日本の宴席の場合、ある程度の時間が経過すると司会がしゃしゃり出てきて中締めなどをする。
予め決められた出席者の中のお偉い人が中締めの挨拶などして、一本締めや三本締めで締め、
会場からの大拍手で宴席が幕を閉じる。(それでも飲み食いを続ける人もいるが。)

宴席が「結婚式」ともなればもっと厳格で、キッチリと決められた時間配分で挨拶やら余興やらをはさみ、
最後は花嫁に両親への感謝の手紙を読ませて涙を誘い、新郎新婦と両親が出入口で挨拶しながら
会場内の出席者を全て送り出すという、実に見事に厳格なスケジュールをこなしてゆく。

プユマ式の結婚式がどうかといえば、まず日本のようなキッチリとした時間配分はない。
始まりから終わりまで全てが曖昧で、キッチリに慣れた日本人の感覚ではとてもとまどうのではないかと思う。
また、宴席では主役の新郎新婦たちは鶏酒を持って長老を筆頭にゲストに順番に挨拶をしてまわっていたが、
ゆってみればそれだけで、後はみんな思い思いに飲み食いをしているだけである。

日本の宴会の様に「酒の席は無礼講」とばかりに呑んで酔っぱらう人もいなければ余興も何もない。
「あれ?大猟祭では踊り出す人がいたのにこういう席ではないのかなぁ?」と思っている内に
自然と列席者の数が減ってゆき、いつまにかお開きになっていた。(そういや市長も消えていた。)

結婚式の後のいわゆる二次会
式後のいわゆる二次会?
結婚式のあと今回の式の主催者である高山舞集のリンさん宅に移動。
高山舞集とは1991年創立の台東の原住民歌舞団体。
台湾各地で舞踊公演をしたり若者の育成をしたりしています。
先日の大猟祭の夜にはリンさんが子供の頃から踊りを教えてきた子たちが
大人の男になって尋ねてきたということもあり、感慨深いものがあったそう。
2日前の大猟祭も今回の結婚式も彼女のしきり。
70過ぎてあのパワーはスゴイ物がある。

歌を歌ってくれる女性たち
呑みながら歌う。
ところで、結婚式では会場はだだっ広いし、長老はずらりと並んでいるし、
みんな派手な民族衣装を着てるしで、いささか緊張の色が隠せなかった
日本勢でしたが、こちらの家に移動したところで、ようやくお互いに会話する余裕が生まれた気がする。

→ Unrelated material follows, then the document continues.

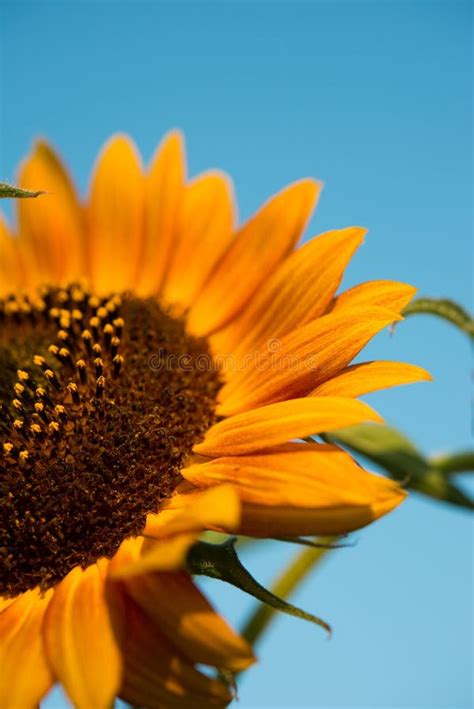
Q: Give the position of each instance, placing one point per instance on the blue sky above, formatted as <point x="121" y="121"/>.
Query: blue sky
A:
<point x="374" y="98"/>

そして、リンさんのお姉さん(お姉さんなのでやっぱりリンさんだが。)や兄嫁さんなど 雰囲気を盛り上げようとずっと日本語で歌を歌ってくれていた。
東京音頭やソーラン節など、日本人が口ずさめるような民謡だったり、
草津よいトコ~ではなく「南王よいトコ一度はおいで~」と替え歌だったり、
しまいには、酒を飲め飲め~っていう趣旨のうたがごろごろ出てくる。

出された物は食べる。
私は出された物をまだ食う。
「1本2本3本のミーチュ~(米酒)」
「日本のさーけ、台湾のさーけ、やっぱり台湾の米酒~」
とこんな感じの歌である。おぼえやすいのですぐに一緒に歌える。

ちなみにアトランタオリンピックの時のテーマソングのサビは 台湾原住民族の歌をサンプリングして作ったそうですが、その曲名も「老人飲酒歌」だそうである。
やっぱり宴席と歌は付き物なのかなと思った。

歌っているばあちゃんたちの足下にはカラになった台湾版養命酒「保力達」と米酒の空き瓶がごろごろ。
米酒を保力達で割って飲むのでアルコール度数はかなり薄まるが、それにしても空き瓶の数がスゴイ。
そして、保力達のラベルを見ると「食前もしくは食後に1回30~40cc。1日に3回飲むように」とあるが、
明らかに飲み過ぎ。おまけに保力達にも少しアルコールが入っている。養命酒だから。

そして、それだけ呑んでいるのにみんな全く平然としていて酔っぱらうこともない上に、
最終的にはスクーターにまたがってぶーんと自分で運転して帰ってしまった。
いくら家が近所だとはいえ、80過ぎのばあさんがスクーターを運転することも衝撃的だ。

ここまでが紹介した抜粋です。